Bronx Science students also have a lot to say regarding the ever increasing amount of plastic waste in our environment. “The fact that there exists a trash mound the size of Texas in the middle of the Pacific Ocean is staggering, as well as a testament to people’s hubris and utter stupidity,” said Alfred Shou ’23.

Here, Shou is referring to the Great Pacific Garbage Patch. Although we can only estimate the area, it has been confirmed that the trash island is at least the size of Texas, and it is not getting any smaller. 

And while the oceans’ ecosystems suffer greatly for our convenience, in turn, we suffer as well. Ocean life risk entanglement with plastic rings which can be deadly. Fish eat plastic, which is toxic to them, and we in turn eat the poisoned fish. Some food markets have begun the switch from plastic bags to paper ones, encouraging the use of reusable shopping bags instead. One example of this is the coffee chain Starbucks, which introduced strawless lids as well as paper straws in select markets nationwide. 
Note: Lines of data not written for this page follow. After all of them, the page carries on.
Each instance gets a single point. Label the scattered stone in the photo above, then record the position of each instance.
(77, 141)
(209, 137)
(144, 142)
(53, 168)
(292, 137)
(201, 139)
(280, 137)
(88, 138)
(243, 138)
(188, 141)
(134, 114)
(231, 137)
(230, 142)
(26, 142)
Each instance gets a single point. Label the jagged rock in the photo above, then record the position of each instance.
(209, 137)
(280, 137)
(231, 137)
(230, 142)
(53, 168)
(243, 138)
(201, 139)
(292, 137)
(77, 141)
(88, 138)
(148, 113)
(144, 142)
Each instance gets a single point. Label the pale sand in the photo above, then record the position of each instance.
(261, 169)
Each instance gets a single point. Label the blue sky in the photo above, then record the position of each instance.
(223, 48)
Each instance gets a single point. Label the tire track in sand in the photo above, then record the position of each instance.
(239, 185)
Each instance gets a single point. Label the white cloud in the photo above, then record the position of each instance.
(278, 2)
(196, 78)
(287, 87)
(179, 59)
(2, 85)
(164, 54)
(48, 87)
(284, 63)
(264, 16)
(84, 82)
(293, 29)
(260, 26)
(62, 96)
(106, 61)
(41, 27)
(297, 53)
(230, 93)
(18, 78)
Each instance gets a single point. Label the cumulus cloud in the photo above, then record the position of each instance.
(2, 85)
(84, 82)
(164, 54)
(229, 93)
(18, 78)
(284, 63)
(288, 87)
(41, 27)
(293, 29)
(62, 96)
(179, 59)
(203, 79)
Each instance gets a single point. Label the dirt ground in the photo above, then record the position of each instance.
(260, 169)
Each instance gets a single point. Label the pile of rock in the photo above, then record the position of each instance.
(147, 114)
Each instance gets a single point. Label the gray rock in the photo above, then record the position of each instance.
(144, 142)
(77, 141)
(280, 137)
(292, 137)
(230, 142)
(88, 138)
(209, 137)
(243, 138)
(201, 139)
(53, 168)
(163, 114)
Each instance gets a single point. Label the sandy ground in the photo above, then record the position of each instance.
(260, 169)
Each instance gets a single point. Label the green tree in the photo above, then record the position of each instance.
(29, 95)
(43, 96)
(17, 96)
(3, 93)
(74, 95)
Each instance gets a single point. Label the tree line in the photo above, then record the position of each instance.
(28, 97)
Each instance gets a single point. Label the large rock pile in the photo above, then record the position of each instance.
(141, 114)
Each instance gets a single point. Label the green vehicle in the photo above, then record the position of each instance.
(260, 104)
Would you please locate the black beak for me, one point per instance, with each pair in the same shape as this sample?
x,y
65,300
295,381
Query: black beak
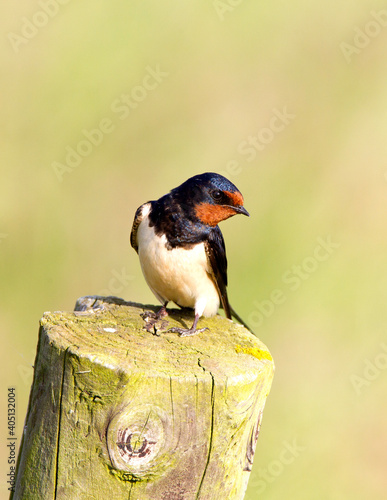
x,y
241,210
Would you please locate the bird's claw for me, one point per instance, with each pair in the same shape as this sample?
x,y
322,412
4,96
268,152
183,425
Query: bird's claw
x,y
187,332
153,322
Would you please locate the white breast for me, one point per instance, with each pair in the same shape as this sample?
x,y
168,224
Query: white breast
x,y
179,275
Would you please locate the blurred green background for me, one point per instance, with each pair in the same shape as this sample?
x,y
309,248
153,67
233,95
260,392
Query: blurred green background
x,y
222,71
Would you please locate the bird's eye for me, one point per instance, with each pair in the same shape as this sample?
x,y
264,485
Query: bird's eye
x,y
217,195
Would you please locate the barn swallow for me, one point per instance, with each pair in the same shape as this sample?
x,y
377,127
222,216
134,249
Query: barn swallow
x,y
181,248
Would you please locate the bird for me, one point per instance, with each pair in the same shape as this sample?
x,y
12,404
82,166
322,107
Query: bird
x,y
182,250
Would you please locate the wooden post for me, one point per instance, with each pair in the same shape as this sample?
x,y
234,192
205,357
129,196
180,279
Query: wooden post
x,y
117,413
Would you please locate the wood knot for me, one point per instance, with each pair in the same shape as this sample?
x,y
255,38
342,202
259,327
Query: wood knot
x,y
133,444
136,439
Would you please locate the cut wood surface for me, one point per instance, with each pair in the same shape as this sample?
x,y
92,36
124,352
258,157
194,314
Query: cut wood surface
x,y
118,413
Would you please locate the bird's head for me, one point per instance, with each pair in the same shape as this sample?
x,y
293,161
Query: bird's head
x,y
211,198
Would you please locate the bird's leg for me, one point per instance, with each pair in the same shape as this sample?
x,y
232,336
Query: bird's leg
x,y
152,318
185,332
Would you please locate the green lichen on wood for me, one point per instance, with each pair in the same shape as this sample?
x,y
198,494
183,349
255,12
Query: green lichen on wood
x,y
254,351
122,413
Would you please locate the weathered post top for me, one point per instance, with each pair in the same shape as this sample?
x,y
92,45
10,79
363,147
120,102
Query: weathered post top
x,y
116,412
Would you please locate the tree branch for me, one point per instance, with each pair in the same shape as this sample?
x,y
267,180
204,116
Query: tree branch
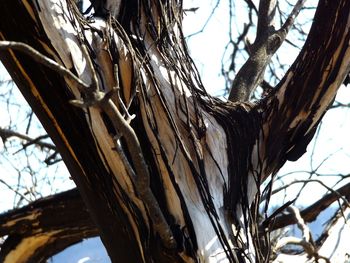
x,y
267,42
310,213
7,133
60,221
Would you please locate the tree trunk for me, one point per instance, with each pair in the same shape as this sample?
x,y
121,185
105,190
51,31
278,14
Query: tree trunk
x,y
167,172
40,230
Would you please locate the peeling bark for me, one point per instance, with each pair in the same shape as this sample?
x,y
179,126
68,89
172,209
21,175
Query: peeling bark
x,y
202,159
45,227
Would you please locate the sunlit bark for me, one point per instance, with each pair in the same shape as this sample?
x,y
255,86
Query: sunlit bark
x,y
167,172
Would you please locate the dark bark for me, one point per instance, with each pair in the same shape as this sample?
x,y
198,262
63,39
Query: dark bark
x,y
45,92
178,134
45,227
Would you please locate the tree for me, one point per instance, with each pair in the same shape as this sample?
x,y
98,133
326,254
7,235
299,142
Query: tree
x,y
165,170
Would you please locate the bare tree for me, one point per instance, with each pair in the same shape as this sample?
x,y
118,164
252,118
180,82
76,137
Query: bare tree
x,y
167,172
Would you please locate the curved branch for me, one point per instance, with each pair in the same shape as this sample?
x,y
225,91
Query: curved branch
x,y
310,213
309,87
45,227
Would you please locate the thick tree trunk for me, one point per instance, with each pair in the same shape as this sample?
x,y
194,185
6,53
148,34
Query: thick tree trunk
x,y
45,227
176,185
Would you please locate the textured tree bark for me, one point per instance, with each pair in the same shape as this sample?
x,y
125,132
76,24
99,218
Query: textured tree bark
x,y
177,184
45,227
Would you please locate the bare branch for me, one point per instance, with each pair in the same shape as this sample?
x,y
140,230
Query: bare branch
x,y
44,60
306,242
7,133
267,42
310,213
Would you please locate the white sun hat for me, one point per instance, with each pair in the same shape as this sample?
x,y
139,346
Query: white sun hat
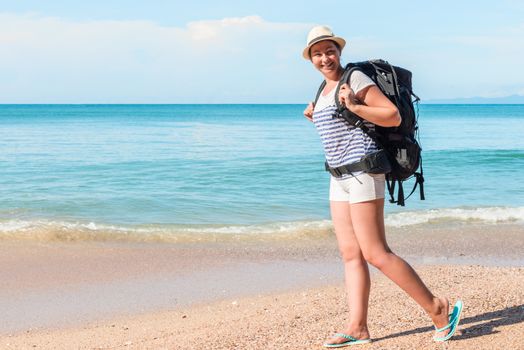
x,y
320,33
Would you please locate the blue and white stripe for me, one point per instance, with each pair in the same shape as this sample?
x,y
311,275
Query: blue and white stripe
x,y
343,143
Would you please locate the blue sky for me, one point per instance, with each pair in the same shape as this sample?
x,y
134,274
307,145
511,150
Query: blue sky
x,y
248,51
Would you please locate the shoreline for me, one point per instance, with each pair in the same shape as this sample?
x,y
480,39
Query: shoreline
x,y
305,318
58,290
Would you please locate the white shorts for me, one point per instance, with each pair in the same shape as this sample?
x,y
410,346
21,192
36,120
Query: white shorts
x,y
361,188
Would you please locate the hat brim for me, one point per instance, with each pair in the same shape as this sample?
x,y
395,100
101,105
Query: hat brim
x,y
341,43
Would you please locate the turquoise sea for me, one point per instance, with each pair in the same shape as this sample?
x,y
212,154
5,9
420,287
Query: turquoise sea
x,y
180,172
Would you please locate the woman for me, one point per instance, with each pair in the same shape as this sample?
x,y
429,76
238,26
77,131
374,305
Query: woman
x,y
357,199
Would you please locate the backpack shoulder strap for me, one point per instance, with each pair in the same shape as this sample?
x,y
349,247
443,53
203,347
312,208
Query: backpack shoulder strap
x,y
322,86
345,79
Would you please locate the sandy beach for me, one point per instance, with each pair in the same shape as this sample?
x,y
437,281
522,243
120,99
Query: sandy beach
x,y
253,294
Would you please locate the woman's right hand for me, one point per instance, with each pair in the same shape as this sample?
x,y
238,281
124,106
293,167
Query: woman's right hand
x,y
308,112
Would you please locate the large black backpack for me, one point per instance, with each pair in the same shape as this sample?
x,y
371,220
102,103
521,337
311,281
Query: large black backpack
x,y
400,143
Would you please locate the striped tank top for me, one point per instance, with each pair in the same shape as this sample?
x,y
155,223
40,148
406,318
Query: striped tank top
x,y
343,143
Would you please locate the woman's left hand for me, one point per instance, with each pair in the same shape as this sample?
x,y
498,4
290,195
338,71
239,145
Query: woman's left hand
x,y
347,97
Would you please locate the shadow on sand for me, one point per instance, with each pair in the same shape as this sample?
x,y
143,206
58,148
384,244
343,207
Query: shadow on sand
x,y
483,324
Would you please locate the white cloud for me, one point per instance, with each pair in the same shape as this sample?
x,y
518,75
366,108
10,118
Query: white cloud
x,y
48,59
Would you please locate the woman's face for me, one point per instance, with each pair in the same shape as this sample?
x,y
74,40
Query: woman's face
x,y
325,56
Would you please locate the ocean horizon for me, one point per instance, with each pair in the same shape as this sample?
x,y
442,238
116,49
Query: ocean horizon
x,y
173,172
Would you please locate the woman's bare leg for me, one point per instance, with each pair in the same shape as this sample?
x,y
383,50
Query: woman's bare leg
x,y
356,272
368,226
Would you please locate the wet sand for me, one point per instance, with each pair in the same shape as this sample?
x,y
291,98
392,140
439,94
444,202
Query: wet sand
x,y
252,294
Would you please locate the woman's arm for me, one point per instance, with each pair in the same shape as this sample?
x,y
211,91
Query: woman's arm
x,y
370,104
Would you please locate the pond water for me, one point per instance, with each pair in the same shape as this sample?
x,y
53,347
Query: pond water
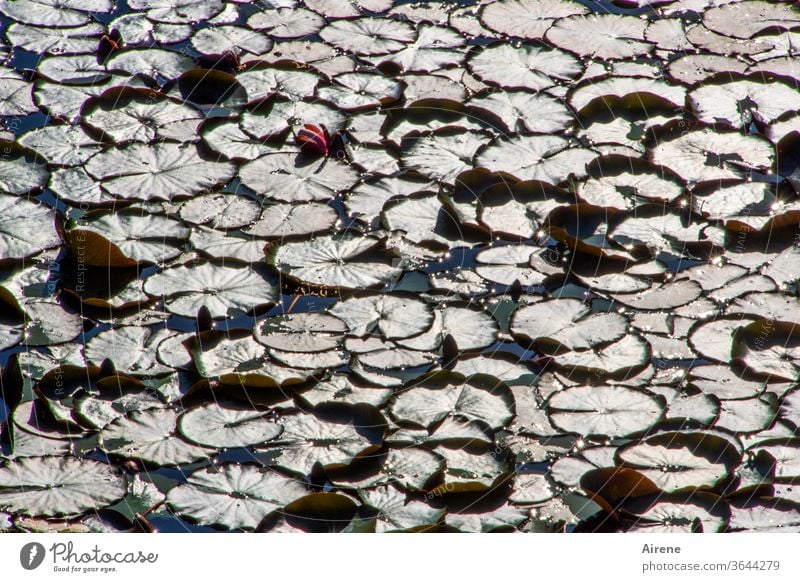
x,y
375,265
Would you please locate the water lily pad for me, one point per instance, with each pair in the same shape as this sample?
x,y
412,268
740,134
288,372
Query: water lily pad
x,y
527,18
527,67
335,262
426,405
55,486
612,411
223,425
26,227
159,171
150,436
568,323
368,36
603,36
234,495
224,290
This could help the climate change effort as well; with a way to recycle plastic infinitely, we could be one step closer to solving climate change. The combined efforts of the enzyme and a decrease in the use of plastic could be the start of a plastic free world. For all of these reasons, we should begin the switch from plastic to more eco-friendly substances, such as paper, or use reusable products like metal straws and water bottles. We cannot rely on others to take the first step in saving the planet; rather, it is up to us as individuals to make the change. 

This new enzyme may be the key to reducing already existing waste in our oceans and landfills, but it is up to us to reduce plastic usage and stem its flow in the future.